I often hear this, “Your ideas about shame are helpful, but what about sin?” People assume that since I talk about God’s salvation from shame, that I don’t believe much about sin (which is a rather curious assumption IMO). So for the record: Yes, I do believe in sin. And this is how I define sin—sin is shame. Let me explain, as that may seem confusing. Sin is not giving God the praise he deserves. Sin smears God’s name (i.e., blasphemy). Sin demeans God’s value. Sin belittles God. Sin states that God is not worthy of praise, loyalty, and obedience. Sin dishonors God. Sin fails to rightly glorify God. Or, sin brings shame upon God.
John Piper, in his explanation of Isa 48:9-11 says this: “What is the nature of sin?—The profaning of God’s name. In other words, they have not lived as though God’s value were supremely important to God, and to themselves. They belittle and diminish God.” (at 8:00).

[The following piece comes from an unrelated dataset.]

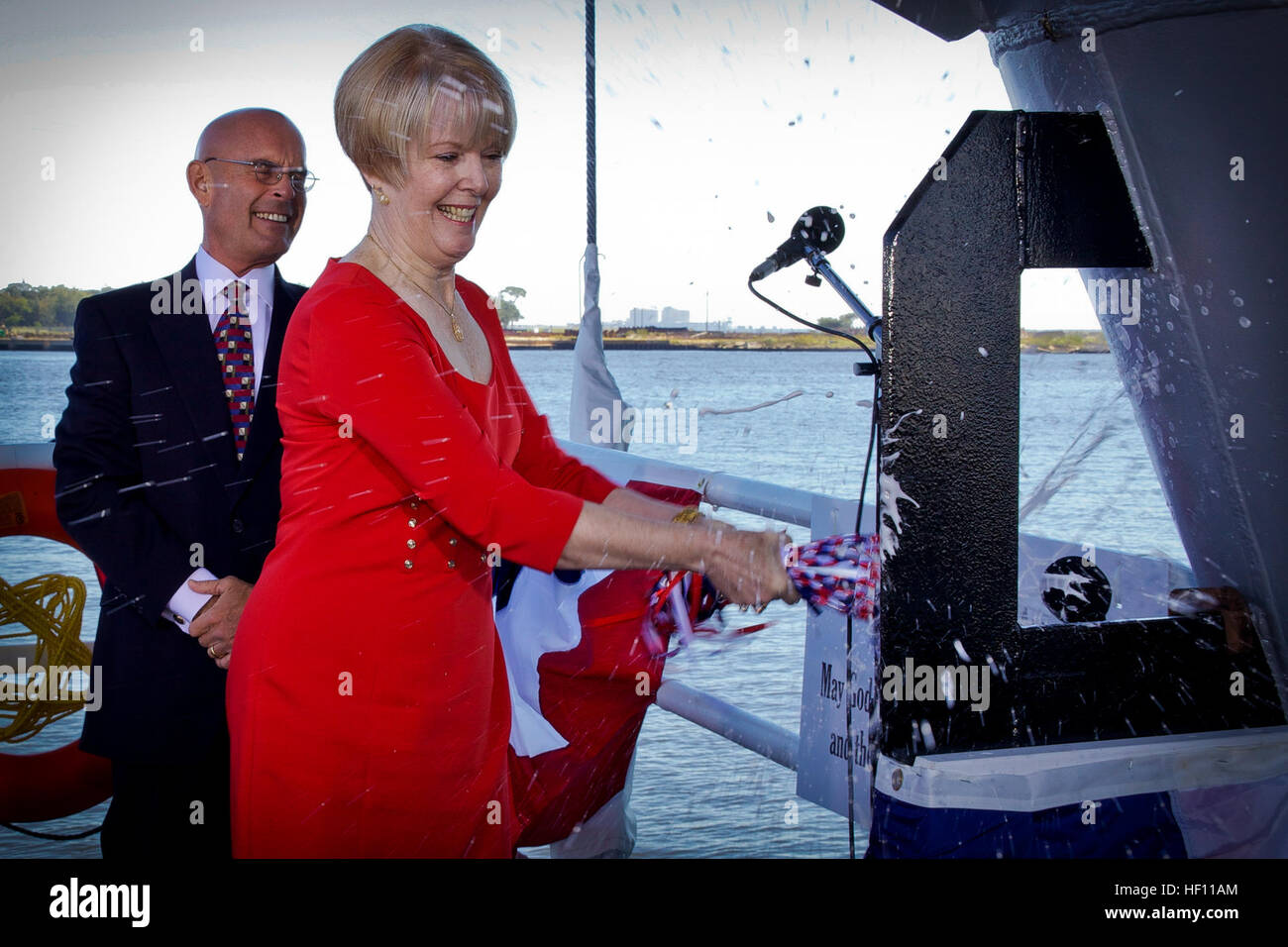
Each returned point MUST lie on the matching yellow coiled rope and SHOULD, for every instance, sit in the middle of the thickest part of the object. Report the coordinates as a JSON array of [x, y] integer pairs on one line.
[[50, 607]]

To clarify, sin does not change God’s infinite glory or value, for that can never change. Rather, sin is the failure to rightly acknowledge and display (or honor) that glory. Moreover, sin leaves the sinner is a state of shame (i.e., isolation and rejection) before God. And most sin involves shaming other people, not valuing them as God intended. Sin shames God, shames oneself, and typically shames others. This is, more or less, what I mean by the phrase “sin is shame.” But perhaps the best way to understand the problem of sin is to understand God’s solution of a crucified Messiah.

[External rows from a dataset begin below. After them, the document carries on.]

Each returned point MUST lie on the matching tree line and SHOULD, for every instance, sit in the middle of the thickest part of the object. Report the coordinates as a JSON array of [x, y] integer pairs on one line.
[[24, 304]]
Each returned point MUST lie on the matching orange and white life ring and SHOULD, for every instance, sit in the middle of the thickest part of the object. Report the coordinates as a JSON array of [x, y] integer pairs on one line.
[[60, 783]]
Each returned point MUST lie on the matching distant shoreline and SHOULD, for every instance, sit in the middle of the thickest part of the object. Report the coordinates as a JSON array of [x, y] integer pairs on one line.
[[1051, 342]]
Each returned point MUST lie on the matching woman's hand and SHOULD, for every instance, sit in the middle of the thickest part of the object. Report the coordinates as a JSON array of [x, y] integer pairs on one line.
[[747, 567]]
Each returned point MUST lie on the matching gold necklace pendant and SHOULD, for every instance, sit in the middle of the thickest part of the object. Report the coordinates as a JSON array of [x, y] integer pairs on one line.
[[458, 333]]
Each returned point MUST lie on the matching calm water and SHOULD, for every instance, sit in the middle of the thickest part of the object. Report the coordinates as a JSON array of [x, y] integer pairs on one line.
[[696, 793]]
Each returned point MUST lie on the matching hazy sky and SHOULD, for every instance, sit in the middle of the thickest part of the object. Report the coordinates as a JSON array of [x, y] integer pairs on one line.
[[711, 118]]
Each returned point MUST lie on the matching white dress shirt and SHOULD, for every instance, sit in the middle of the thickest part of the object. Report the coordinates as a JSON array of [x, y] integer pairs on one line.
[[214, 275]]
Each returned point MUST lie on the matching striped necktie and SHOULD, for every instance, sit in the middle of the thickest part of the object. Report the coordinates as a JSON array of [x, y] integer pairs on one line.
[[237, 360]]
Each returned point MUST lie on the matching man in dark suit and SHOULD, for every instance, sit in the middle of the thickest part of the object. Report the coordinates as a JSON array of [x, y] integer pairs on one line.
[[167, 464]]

Sin is not simply breaking a rule or law, but breaking relationship. When an Israel failed to keep Torah they broke covenant with Yahweh; they shamed him before the nations. The guilt of law-breaking dishonors God; that is why law-breaking is sin. In Romans 2:23, the main problem is dishonoring God. Law-breaking (or more precisely, “covenant breaking”) was a primary way Israel dishonored God. Some of the most frequently used images for sinful Israel in the OT is that of a harlot and adulterer (i.e., shameful/shaming people), not criminal or convict (i.e., guilty people).
Of course sin and shame are not entirely synonymous, but there is significant overlap. A shame-less view of sin, in my eyes, is hardly a biblical view of sin. Remember, sin is a biblical idea; so it’s not exclusively a guilt-innocence idea. Western theology has a rather guilt-based definition of sin—transgressing the law, breaking a rule, or missing the mark. Consequently, Christians struggle to imagine a definition apart from legal language.

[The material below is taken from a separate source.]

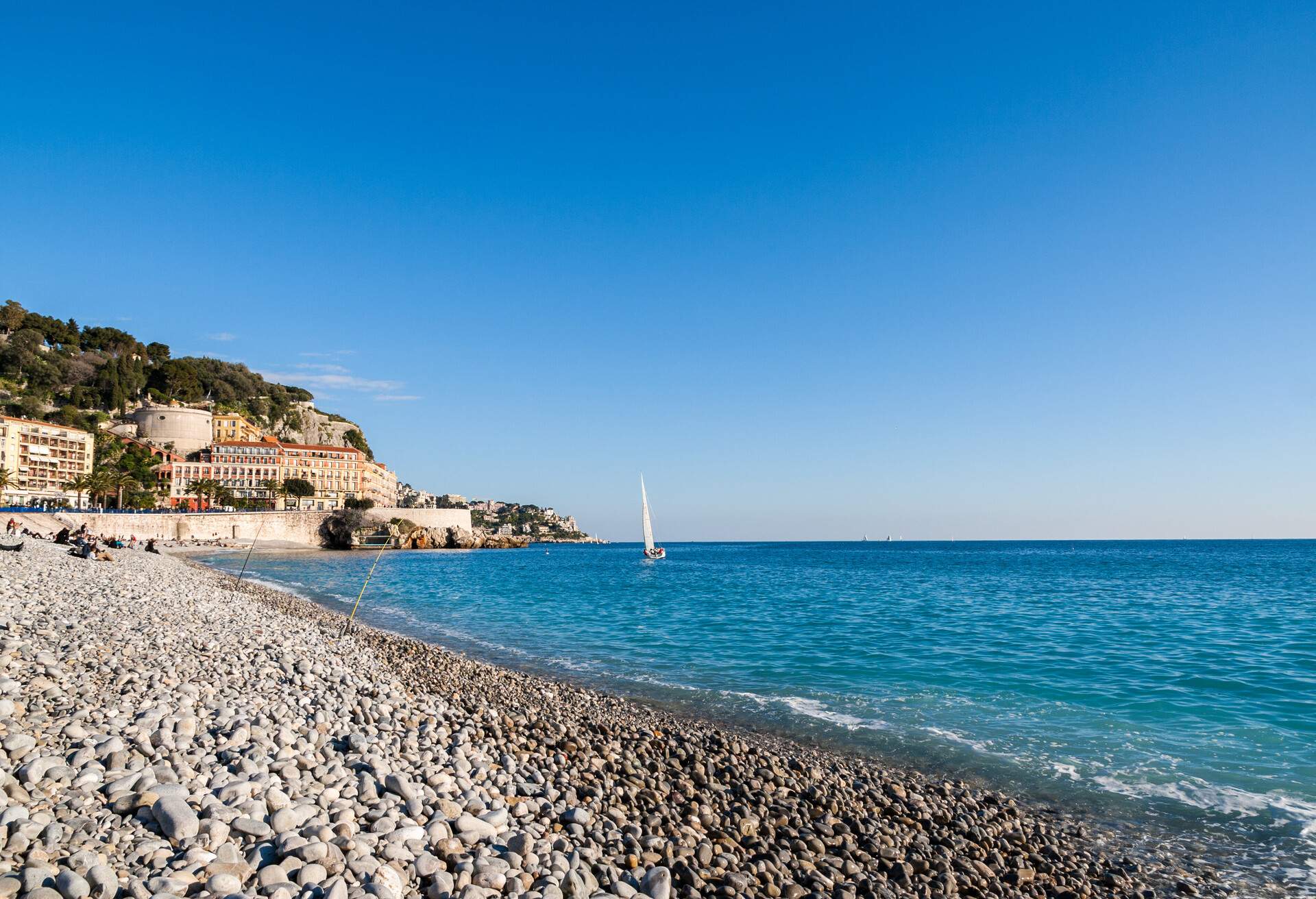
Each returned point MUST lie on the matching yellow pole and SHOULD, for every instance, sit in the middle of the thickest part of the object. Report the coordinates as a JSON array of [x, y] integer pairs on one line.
[[369, 576], [249, 552]]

So, this is why people (mistakenly) assume that I am not talking about sin when I’m talking about shame. The fact that we separate sin from shame as unrelated ideas speaks volumes about how Western culture has influenced Western theology. Keep in mind that Western theological constructs do not exhaust the biblical notions of shame and sin. The following graph represents the way people typically view sin and shame:
- On the left, we see a common assumption; namely, our English word “sin” is synonymous with the biblical notion of “sin.” For example, Louw-Nida’s Greek Lexicon of the NT groups the word “sin, wrongdoing and guilt” into one semantic field.
- Then the right side depicts another common idea: the English idea of “shame” is unrelated to the biblical notion of “sin.” One reason for this is our English word “shame” is defined mostly psychologically, rather than socially or communally (or theologically).
- The question mark out in right field represents how most Christians give minimal thought given to a biblical view of “shame.” For example, when I ask people, “What the Bible says about honor and shame?” they usually say, “Honor your parents.” Ezekiel 16 makes for an interesting starting point towards a biblical theology of shame.
I hear well-meaning Christians, in their eagerness to advocate an honor-shame theology, say, “God saves us from sin and shame.” Notice the “and”—it separates the two ideas. While that comment is entirely true, it is a bit misleading since it implies sin and shame are two unrelated realities (per the above image). Imagine your mom told you, “I love all people, and you!” While that is nice, it seems to imply you are not a person.
So, what do you think? How would you visually diagram the relationship between sin and shame? I’m still trying to figure out how the pieces all fit together, so welcome constructive input.